Automatic sharding of big directories #7022

Stebalien · 2020-03-20T18:44:55Z

This is a tracking issue for the sharded directory feature. This feature can be enabled with:

> ipfs config --json Experimental.ShardingEnable true

TODOs:

Make sure we don't shard too soon. At the moment, the cutoff to start sharding is very low.
Ideally, avoid creating sharded directories thar are too "deep". However, this may be tricky to do without breaking changes.

Ideally, we'd fix this issue by switching to unixfs 2.0 and a generalized sharded map implementation. However, that's probably not going to happen in the near future and this feature is used widely enough that we'll likely have to stabilize it in its current form.

achingbrain · 2020-09-23T17:59:41Z

I'd really like to enable sharding by default in js-IPFS to reduce the amount of codepaths and A/B tests.

ipfs.add in js-IPFS takes a shardingSplitThreshold argument that sounds similar to the sharding cutoff above - it's set to 1000 by default when sharding is enabled.

Can go-IPFS take the same option? That should tick off the first item.

cc @aschmahmann

lidel · 2021-02-15T15:25:24Z

We really should fix this. js-ipfs shards dirs >1k of items out-of-the-box and go-ipfs fails flat.

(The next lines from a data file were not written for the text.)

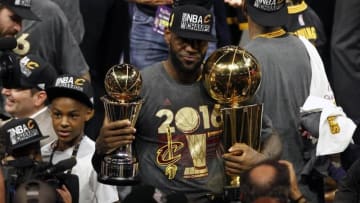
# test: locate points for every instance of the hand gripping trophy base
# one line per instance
(120, 167)
(241, 125)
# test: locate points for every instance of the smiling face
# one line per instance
(69, 117)
(186, 55)
(10, 23)
(23, 102)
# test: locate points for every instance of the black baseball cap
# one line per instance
(34, 72)
(21, 132)
(192, 22)
(270, 13)
(74, 87)
(21, 8)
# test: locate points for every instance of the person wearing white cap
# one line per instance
(292, 70)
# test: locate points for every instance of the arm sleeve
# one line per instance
(349, 187)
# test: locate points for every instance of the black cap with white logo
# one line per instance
(21, 132)
(192, 22)
(270, 13)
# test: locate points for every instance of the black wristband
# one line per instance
(298, 199)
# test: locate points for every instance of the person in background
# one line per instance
(2, 187)
(24, 92)
(11, 18)
(71, 100)
(22, 141)
(52, 39)
(303, 21)
(290, 85)
(271, 181)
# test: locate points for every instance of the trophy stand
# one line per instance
(231, 76)
(122, 84)
(240, 125)
(121, 166)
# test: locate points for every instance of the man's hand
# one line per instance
(153, 2)
(295, 192)
(113, 135)
(235, 3)
(65, 194)
(241, 157)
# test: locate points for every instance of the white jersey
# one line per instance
(90, 190)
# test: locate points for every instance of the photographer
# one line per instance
(22, 160)
(2, 187)
(24, 81)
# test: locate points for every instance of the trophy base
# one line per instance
(232, 194)
(117, 170)
(118, 180)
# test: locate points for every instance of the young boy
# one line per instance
(71, 102)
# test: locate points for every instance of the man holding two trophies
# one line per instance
(179, 126)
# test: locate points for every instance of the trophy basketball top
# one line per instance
(231, 75)
(123, 83)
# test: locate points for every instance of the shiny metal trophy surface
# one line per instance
(122, 84)
(231, 76)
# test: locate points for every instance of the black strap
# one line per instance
(75, 151)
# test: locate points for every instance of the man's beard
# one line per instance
(179, 66)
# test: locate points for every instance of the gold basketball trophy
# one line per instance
(122, 84)
(231, 76)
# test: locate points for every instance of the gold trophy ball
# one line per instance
(231, 75)
(123, 82)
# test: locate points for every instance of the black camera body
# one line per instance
(23, 170)
(9, 70)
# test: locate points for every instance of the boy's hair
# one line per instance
(73, 87)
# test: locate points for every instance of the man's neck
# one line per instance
(256, 29)
(181, 77)
(62, 146)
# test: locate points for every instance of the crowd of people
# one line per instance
(56, 137)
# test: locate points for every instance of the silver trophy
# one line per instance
(231, 76)
(122, 84)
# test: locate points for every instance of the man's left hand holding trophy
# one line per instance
(122, 104)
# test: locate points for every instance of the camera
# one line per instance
(9, 69)
(24, 170)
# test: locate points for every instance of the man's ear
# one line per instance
(41, 97)
(89, 113)
(167, 35)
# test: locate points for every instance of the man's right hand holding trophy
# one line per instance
(231, 76)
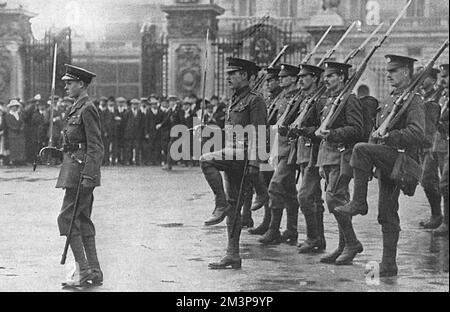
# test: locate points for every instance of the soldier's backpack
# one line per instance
(369, 106)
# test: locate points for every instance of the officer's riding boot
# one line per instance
(352, 245)
(221, 208)
(273, 236)
(247, 220)
(358, 205)
(442, 230)
(331, 258)
(388, 265)
(290, 236)
(262, 195)
(91, 255)
(85, 274)
(434, 198)
(321, 231)
(264, 226)
(232, 260)
(313, 239)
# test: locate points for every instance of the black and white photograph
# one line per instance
(224, 151)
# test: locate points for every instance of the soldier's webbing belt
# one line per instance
(73, 147)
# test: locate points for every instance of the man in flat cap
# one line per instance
(407, 135)
(246, 108)
(441, 144)
(310, 193)
(282, 187)
(83, 155)
(432, 160)
(272, 91)
(334, 156)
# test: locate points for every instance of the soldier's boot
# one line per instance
(388, 265)
(321, 231)
(91, 255)
(313, 239)
(232, 260)
(358, 205)
(221, 208)
(262, 195)
(264, 226)
(272, 236)
(434, 198)
(246, 219)
(442, 230)
(331, 258)
(290, 235)
(85, 276)
(352, 245)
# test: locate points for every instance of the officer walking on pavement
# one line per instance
(83, 155)
(246, 108)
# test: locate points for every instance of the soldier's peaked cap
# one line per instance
(335, 67)
(306, 69)
(288, 70)
(78, 74)
(444, 68)
(397, 61)
(235, 63)
(272, 72)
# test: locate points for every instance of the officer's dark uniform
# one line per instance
(83, 154)
(408, 134)
(265, 175)
(433, 161)
(310, 193)
(443, 136)
(282, 187)
(246, 108)
(334, 157)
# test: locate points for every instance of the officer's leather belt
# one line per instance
(73, 147)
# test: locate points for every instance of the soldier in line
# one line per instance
(334, 156)
(432, 162)
(273, 88)
(310, 193)
(83, 155)
(442, 138)
(246, 108)
(408, 135)
(282, 188)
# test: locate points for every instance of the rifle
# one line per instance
(404, 101)
(295, 98)
(53, 151)
(262, 78)
(340, 101)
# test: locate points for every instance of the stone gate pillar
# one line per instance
(15, 30)
(187, 23)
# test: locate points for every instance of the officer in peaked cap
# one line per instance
(83, 155)
(246, 108)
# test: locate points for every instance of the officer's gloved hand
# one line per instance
(87, 181)
(283, 131)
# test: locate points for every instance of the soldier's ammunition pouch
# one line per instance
(73, 147)
(406, 173)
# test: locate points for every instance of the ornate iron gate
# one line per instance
(258, 40)
(38, 56)
(154, 70)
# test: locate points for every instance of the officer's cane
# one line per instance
(240, 194)
(75, 208)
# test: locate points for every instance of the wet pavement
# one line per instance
(151, 237)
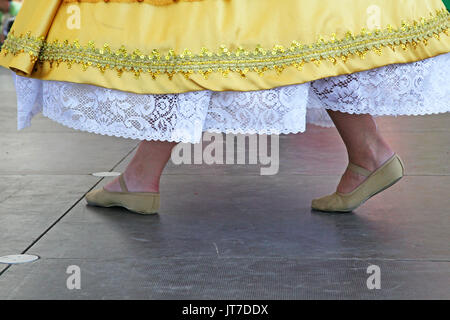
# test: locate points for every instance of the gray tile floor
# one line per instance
(224, 231)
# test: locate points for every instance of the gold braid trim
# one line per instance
(153, 2)
(225, 60)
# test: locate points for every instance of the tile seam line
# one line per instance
(68, 210)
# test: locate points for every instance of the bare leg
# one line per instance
(365, 146)
(144, 170)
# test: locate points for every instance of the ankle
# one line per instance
(141, 182)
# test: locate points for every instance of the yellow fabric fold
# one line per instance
(35, 17)
(220, 45)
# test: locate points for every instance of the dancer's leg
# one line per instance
(365, 146)
(144, 170)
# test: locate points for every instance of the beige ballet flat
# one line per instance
(381, 179)
(139, 202)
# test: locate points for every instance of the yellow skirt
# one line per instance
(169, 46)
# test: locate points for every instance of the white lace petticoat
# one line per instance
(417, 88)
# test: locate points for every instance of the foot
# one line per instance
(137, 183)
(371, 161)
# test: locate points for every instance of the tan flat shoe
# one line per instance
(382, 178)
(139, 202)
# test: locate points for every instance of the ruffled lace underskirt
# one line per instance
(417, 88)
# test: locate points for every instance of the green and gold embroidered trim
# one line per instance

On top of that, the biggest problem in go-ipfs right now is that when you enable sharding, it shards EVERYTING, so even if you have a small dir under 1k of items, its still sharded, which produces different CIDs.

I believe a lot of work happened in IPLD team since we implemented HAMT-sharding in go-ipfs, would be useful to leverage that work when we make sharding enabled by default in go-ipfs.

@ribasushi @warpfork are there any libs / specs related to improved sharding in IPLD/Filecoin which we should be aware of in planning here?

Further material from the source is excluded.